A los ricos en patrimonio les ocurre demasiadas veces que no tienen liquidez suficiente como para mantener adecuadamente aquello que han recibido. De ahí que busquen la forma de alquilar, o de vender ese patrimonio, a privados para que donde había una finca señorial se ubique un hotel-boutique, o donde había una casa colonial o “pairal”, un restaurante.
A los ricos en patrimonio, cuando son del sector público, les ocurre demasiadas veces lo contrario. A pesar de tener liquidez para mantener ese patrimonio en alto (un mercado histórico, una masía, una fábrica) no saben a qué dedicarlo. Y es que se produce demasiadas veces la paradoja de un edificio patrimonial catalogado, que se cae sin remedio a causa de la nula capacidad de encontrar quién le dé vida.
Esto del patrimonio histórico y adjetivado como industrial, cultural o artístico tiene miga. Los defensores de “que no se tire nada” se oponen a que se haga un ejercicio de pragmatismo para comprobar si aquello que fue “protegido” en la infancia democrática tiene algún sentido. Porque en algunos casos, ya se lo digo yo, no lo tiene. Sobre todo si está en mal estado, si no tiene quién lo pueda ocupar, o si, cómo ese , existen centenares en toda España.
Por otro lado, está el encorsetamiento al que están sometidos. Una nueva escuela no puede instalarse en determinados edificios magníficos, porque los parámetros de construcción prevén espacios homologados e uniformes en todo el territorio, con tantos metros de aulas y tantos de patio, sin excepciones. Eso deja fuera edificios con alma que tendrían un uso, pero que no se adaptan a los cánones de la “modernidad”.
Luego está la posibilidad de darles usos privados, o privativos, pero aquí de nuevo se antoja muy difícil que determinada parte de la sociedad acepte que esa masía se convierta en un co-working, y no en el ansiado (sólo por ellos) casal de la gente mayor del barrio.
En materia de patrimonio, el uno por el otro y la casa sin barrer. Al inicio de la democracia, se recuperaron fábricas para que fueran bibliotecas, masías para que fueran centros cívicos, y casas coloniales para que fueran oficinas municipales. Con éxito. Pasados los años, agotados los presupuestos, vistos los resultados en algunos casos, seguir invirtiendo para crear nuevos servicios municipales no parece que sea necesario.
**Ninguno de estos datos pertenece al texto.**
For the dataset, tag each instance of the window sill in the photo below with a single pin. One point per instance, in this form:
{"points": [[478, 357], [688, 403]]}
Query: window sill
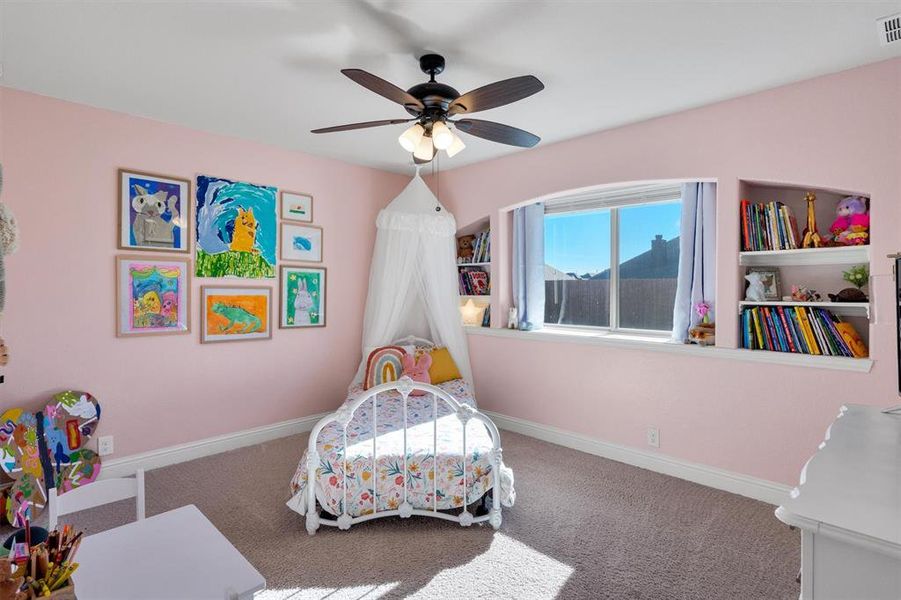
{"points": [[662, 344]]}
Porque más o menos, en el ámbito metropolitano, hasta el más pequeño tiene su equipamiento en su patrimonio recuperado. Haría falta un gran acuerdo para flexibilizar usos, permitir concesiones, y escuchar al mercado. O a la sociedad entera, si lo prefieren. La “entera” es la que podría ofrecer viviendas compartidas, co-workings públicos, espacios para eventos, o formación no reglada. Por el contrario, escuchar a la que no es entera, nos arrastra a posiciones maximalistas donde nada es bueno, suficiente, o útil si no es otro centro para mayores, una guardería en el barrio donde no hay niños, o un mercado de abastos allí donde nadie lo usa.
Si en mi ciudad, e imagino que en otras, pudiéramos ser flexibles, habría nuevas escuelas en viejos edificios, co-workings públicos en casas señoriales, y viviendas compartidas en masías céntricas. Pero la flexibilidad la deben adoptar como criterio las administraciones superiores. Solo ellas pueden crear un plan que consista en que no haya plan, y sí un solo objetivo: que el patrimonio público no caiga.